'They believe that, after death, the soul flies up to the roof and gets stuck there.'
Start the day with a laugh! Our parody priest mugs feature witty, humorous designs that bring a smile to any spiritual enthusiast’s face.
'They believe that, after death, the soul flies up to the roof and gets stuck there.'
"I'm afraid I can't green-light anything - you'll just have to pray."
'Why didn't he take 8 days and finish the job properly?'
"Do you, Darlene, take Jim to be your lawfully wedded husband, when you could, clearly, do far better?"
Church leader at desk has 3 boxes marked 'Black', 'White' and 'Gray Area'.
'She's a very protectice mother!' - Lifeguard at Christening/Baptism.
"Do me next."
Wolf Danny With "Random""The work must be tantamount to mayhem. Making an insatiable public confused, indifferent, annoyed—this is the premise on which rests my deliberately vacuous oeuvre."
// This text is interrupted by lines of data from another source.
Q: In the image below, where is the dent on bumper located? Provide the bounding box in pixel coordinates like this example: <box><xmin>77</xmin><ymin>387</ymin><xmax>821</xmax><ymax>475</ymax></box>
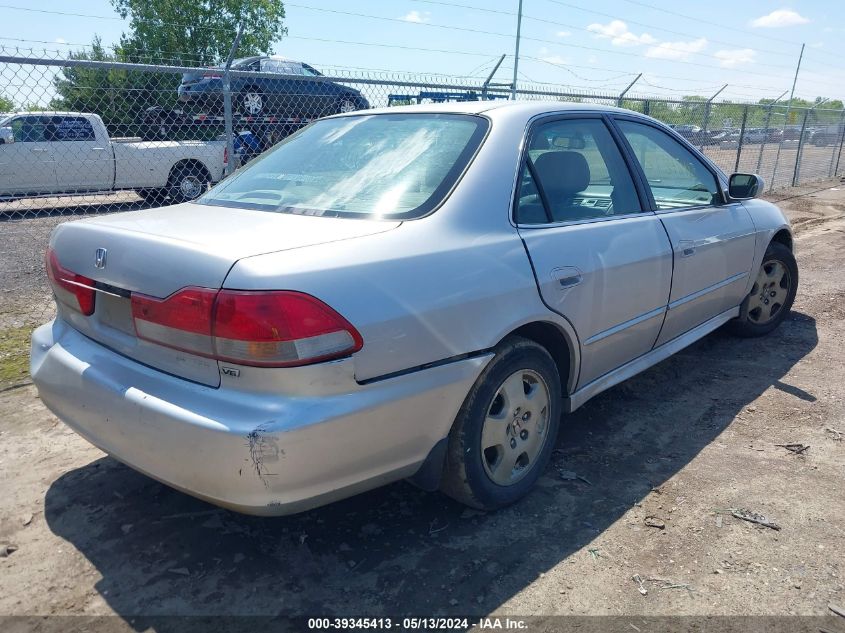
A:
<box><xmin>31</xmin><ymin>320</ymin><xmax>490</xmax><ymax>515</ymax></box>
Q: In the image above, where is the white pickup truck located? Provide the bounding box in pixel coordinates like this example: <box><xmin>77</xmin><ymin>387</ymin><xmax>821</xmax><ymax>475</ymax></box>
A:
<box><xmin>0</xmin><ymin>112</ymin><xmax>227</xmax><ymax>202</ymax></box>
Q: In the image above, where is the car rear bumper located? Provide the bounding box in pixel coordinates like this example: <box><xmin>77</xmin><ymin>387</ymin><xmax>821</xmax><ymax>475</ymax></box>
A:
<box><xmin>31</xmin><ymin>320</ymin><xmax>491</xmax><ymax>515</ymax></box>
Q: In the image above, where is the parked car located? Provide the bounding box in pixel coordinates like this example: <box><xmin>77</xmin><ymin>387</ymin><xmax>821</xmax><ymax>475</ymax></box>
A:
<box><xmin>809</xmin><ymin>123</ymin><xmax>843</xmax><ymax>147</ymax></box>
<box><xmin>179</xmin><ymin>55</ymin><xmax>370</xmax><ymax>121</ymax></box>
<box><xmin>669</xmin><ymin>125</ymin><xmax>723</xmax><ymax>147</ymax></box>
<box><xmin>0</xmin><ymin>112</ymin><xmax>227</xmax><ymax>202</ymax></box>
<box><xmin>31</xmin><ymin>101</ymin><xmax>798</xmax><ymax>515</ymax></box>
<box><xmin>141</xmin><ymin>106</ymin><xmax>199</xmax><ymax>141</ymax></box>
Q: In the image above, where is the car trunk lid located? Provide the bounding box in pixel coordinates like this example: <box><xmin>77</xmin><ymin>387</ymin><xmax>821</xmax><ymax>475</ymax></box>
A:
<box><xmin>51</xmin><ymin>204</ymin><xmax>399</xmax><ymax>386</ymax></box>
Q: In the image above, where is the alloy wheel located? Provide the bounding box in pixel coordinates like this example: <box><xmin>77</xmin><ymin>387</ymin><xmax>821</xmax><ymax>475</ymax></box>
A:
<box><xmin>481</xmin><ymin>369</ymin><xmax>550</xmax><ymax>486</ymax></box>
<box><xmin>748</xmin><ymin>259</ymin><xmax>791</xmax><ymax>325</ymax></box>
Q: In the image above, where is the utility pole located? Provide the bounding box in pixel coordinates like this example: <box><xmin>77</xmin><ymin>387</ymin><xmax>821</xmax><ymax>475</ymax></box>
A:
<box><xmin>769</xmin><ymin>44</ymin><xmax>805</xmax><ymax>191</ymax></box>
<box><xmin>511</xmin><ymin>0</ymin><xmax>522</xmax><ymax>101</ymax></box>
<box><xmin>616</xmin><ymin>73</ymin><xmax>643</xmax><ymax>108</ymax></box>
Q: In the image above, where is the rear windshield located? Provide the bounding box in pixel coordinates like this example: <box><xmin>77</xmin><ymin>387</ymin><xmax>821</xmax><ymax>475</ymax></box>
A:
<box><xmin>199</xmin><ymin>114</ymin><xmax>488</xmax><ymax>220</ymax></box>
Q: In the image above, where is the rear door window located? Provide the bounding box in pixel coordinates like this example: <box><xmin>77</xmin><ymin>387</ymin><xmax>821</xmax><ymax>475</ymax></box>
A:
<box><xmin>617</xmin><ymin>121</ymin><xmax>721</xmax><ymax>209</ymax></box>
<box><xmin>516</xmin><ymin>118</ymin><xmax>642</xmax><ymax>224</ymax></box>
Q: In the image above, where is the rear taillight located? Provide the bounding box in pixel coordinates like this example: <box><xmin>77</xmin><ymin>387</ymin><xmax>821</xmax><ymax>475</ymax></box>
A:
<box><xmin>45</xmin><ymin>248</ymin><xmax>97</xmax><ymax>316</ymax></box>
<box><xmin>131</xmin><ymin>288</ymin><xmax>217</xmax><ymax>356</ymax></box>
<box><xmin>132</xmin><ymin>288</ymin><xmax>363</xmax><ymax>367</ymax></box>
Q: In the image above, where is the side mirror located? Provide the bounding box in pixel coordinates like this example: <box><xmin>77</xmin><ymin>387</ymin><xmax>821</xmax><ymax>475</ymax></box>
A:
<box><xmin>728</xmin><ymin>174</ymin><xmax>764</xmax><ymax>200</ymax></box>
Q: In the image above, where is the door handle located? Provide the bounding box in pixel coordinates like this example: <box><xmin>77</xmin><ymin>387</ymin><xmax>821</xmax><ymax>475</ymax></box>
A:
<box><xmin>551</xmin><ymin>266</ymin><xmax>584</xmax><ymax>290</ymax></box>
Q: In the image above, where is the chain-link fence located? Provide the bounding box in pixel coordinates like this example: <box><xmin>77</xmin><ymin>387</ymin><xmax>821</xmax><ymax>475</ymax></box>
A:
<box><xmin>0</xmin><ymin>49</ymin><xmax>845</xmax><ymax>328</ymax></box>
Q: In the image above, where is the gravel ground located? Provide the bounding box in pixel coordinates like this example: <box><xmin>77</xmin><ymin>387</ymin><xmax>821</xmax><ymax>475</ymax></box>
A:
<box><xmin>0</xmin><ymin>178</ymin><xmax>845</xmax><ymax>631</ymax></box>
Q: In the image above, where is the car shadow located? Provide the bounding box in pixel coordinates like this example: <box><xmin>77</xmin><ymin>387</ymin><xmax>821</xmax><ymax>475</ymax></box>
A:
<box><xmin>45</xmin><ymin>313</ymin><xmax>818</xmax><ymax>631</ymax></box>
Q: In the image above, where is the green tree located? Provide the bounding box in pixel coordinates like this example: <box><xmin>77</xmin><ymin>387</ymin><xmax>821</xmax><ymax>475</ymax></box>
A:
<box><xmin>111</xmin><ymin>0</ymin><xmax>287</xmax><ymax>66</ymax></box>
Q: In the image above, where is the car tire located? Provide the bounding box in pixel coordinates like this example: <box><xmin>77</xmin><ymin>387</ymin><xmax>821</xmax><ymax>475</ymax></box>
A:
<box><xmin>440</xmin><ymin>337</ymin><xmax>562</xmax><ymax>510</ymax></box>
<box><xmin>238</xmin><ymin>88</ymin><xmax>266</xmax><ymax>116</ymax></box>
<box><xmin>169</xmin><ymin>165</ymin><xmax>211</xmax><ymax>203</ymax></box>
<box><xmin>729</xmin><ymin>242</ymin><xmax>798</xmax><ymax>338</ymax></box>
<box><xmin>337</xmin><ymin>97</ymin><xmax>360</xmax><ymax>114</ymax></box>
<box><xmin>135</xmin><ymin>188</ymin><xmax>168</xmax><ymax>206</ymax></box>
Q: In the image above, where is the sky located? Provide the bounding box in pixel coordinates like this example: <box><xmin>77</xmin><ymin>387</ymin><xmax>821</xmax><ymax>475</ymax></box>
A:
<box><xmin>0</xmin><ymin>0</ymin><xmax>845</xmax><ymax>101</ymax></box>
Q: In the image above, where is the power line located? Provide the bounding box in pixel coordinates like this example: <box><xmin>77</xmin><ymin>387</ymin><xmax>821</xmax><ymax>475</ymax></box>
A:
<box><xmin>411</xmin><ymin>0</ymin><xmax>792</xmax><ymax>57</ymax></box>
<box><xmin>287</xmin><ymin>0</ymin><xmax>812</xmax><ymax>78</ymax></box>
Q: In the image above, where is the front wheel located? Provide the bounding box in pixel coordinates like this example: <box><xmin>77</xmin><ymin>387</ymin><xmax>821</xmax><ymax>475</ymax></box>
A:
<box><xmin>135</xmin><ymin>188</ymin><xmax>168</xmax><ymax>206</ymax></box>
<box><xmin>441</xmin><ymin>337</ymin><xmax>562</xmax><ymax>510</ymax></box>
<box><xmin>730</xmin><ymin>242</ymin><xmax>798</xmax><ymax>337</ymax></box>
<box><xmin>170</xmin><ymin>165</ymin><xmax>211</xmax><ymax>202</ymax></box>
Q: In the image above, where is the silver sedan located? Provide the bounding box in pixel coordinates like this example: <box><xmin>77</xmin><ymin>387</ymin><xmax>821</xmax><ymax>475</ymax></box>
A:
<box><xmin>31</xmin><ymin>102</ymin><xmax>798</xmax><ymax>515</ymax></box>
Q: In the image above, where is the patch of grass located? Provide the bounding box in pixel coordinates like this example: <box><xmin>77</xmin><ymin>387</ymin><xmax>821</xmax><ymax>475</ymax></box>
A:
<box><xmin>0</xmin><ymin>325</ymin><xmax>35</xmax><ymax>387</ymax></box>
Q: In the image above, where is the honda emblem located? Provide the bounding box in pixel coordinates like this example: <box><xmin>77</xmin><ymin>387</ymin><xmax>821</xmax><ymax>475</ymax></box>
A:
<box><xmin>94</xmin><ymin>248</ymin><xmax>109</xmax><ymax>268</ymax></box>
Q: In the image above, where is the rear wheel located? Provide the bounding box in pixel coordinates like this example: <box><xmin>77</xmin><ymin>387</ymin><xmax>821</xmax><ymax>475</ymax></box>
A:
<box><xmin>441</xmin><ymin>337</ymin><xmax>562</xmax><ymax>510</ymax></box>
<box><xmin>730</xmin><ymin>242</ymin><xmax>798</xmax><ymax>337</ymax></box>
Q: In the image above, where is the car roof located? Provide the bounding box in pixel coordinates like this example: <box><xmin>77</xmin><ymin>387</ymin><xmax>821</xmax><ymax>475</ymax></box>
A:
<box><xmin>337</xmin><ymin>100</ymin><xmax>639</xmax><ymax>118</ymax></box>
<box><xmin>0</xmin><ymin>110</ymin><xmax>91</xmax><ymax>119</ymax></box>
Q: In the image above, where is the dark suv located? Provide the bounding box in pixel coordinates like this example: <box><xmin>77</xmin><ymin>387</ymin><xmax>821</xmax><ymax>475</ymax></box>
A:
<box><xmin>179</xmin><ymin>55</ymin><xmax>370</xmax><ymax>121</ymax></box>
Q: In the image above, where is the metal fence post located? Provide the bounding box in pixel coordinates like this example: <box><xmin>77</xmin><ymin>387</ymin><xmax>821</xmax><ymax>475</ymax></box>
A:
<box><xmin>754</xmin><ymin>105</ymin><xmax>775</xmax><ymax>178</ymax></box>
<box><xmin>734</xmin><ymin>106</ymin><xmax>748</xmax><ymax>172</ymax></box>
<box><xmin>833</xmin><ymin>113</ymin><xmax>845</xmax><ymax>176</ymax></box>
<box><xmin>223</xmin><ymin>22</ymin><xmax>244</xmax><ymax>176</ymax></box>
<box><xmin>792</xmin><ymin>108</ymin><xmax>810</xmax><ymax>187</ymax></box>
<box><xmin>827</xmin><ymin>110</ymin><xmax>845</xmax><ymax>178</ymax></box>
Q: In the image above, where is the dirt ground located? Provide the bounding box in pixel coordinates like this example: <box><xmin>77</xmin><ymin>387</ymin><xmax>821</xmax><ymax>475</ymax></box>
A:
<box><xmin>0</xmin><ymin>182</ymin><xmax>845</xmax><ymax>631</ymax></box>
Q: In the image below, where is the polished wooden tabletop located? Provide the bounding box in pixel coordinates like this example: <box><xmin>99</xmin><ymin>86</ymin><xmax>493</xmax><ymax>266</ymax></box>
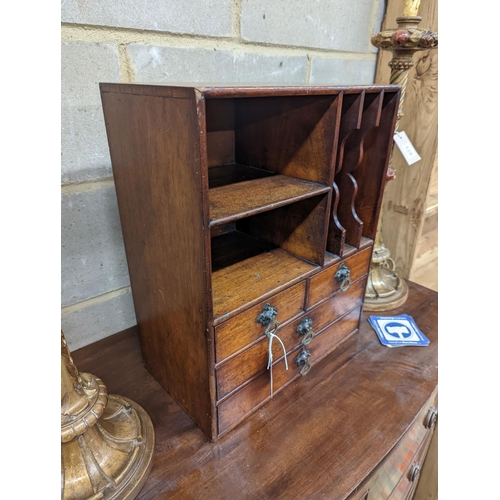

"It's OK, I'm preordained."
Chase me, chase me cows.
"The water changes them back into babies. I think they call it the Fountain of Youth."
"We stumbled onto a house - and both of us being young and in love and quick to grasp the situation - "
'Now I kinda wish we had planned a bigger wedding.'
'Mildred-thy milk runneth over!'
"I said he's beginning to teethe...not tithe."
King Kong uses fly spray against the pesky planes on top of the Empire State Building
"Relax. I just had a vitamin."
Priest's 'To do' list.
"Black or white, Vicar?"
'...We apologise for any inconvenience this may cause..."
'Do you promise to love, honor and remain co-dependent until death do you part?'
"Will you stand by him through humiliating revelation after humiliating revelation, and then-once you're sure it couldn't possibly get any worse-when even more humiliating revelations come to light?"
'Tony, you always try to lead.'
"And for my next trick. . . turning wine back into water."
'Today's sermon is on Eve and Adam....'
Two priests share a laugh outside a confessional booth
"The wedding cake as holy sacrament"
'The meek shall inherit the Earth!'
'Okay.. what the hell.'
Night-time halo
Ghostwriting the Bible
God Sneezes Out Creation
"Er – if you young people don't mind, I have a few things to do now. Perhaps you have a hotel or somewhere to go?"
" ... and peace be with you, although not likely."
'I don't remember predetermining THAT!'
Find the perfect blend of comfort and comedy with our parody priest pillows, ideal for adding a playful spiritual touch to your home.
Check out our faith-inspired parody priest prints that offer a humorous look at spiritual life, perfect for your home or office wall.
Explore our parody priest t-shirts designed with clever, faith-inspired humor that’s sure to spark a smile.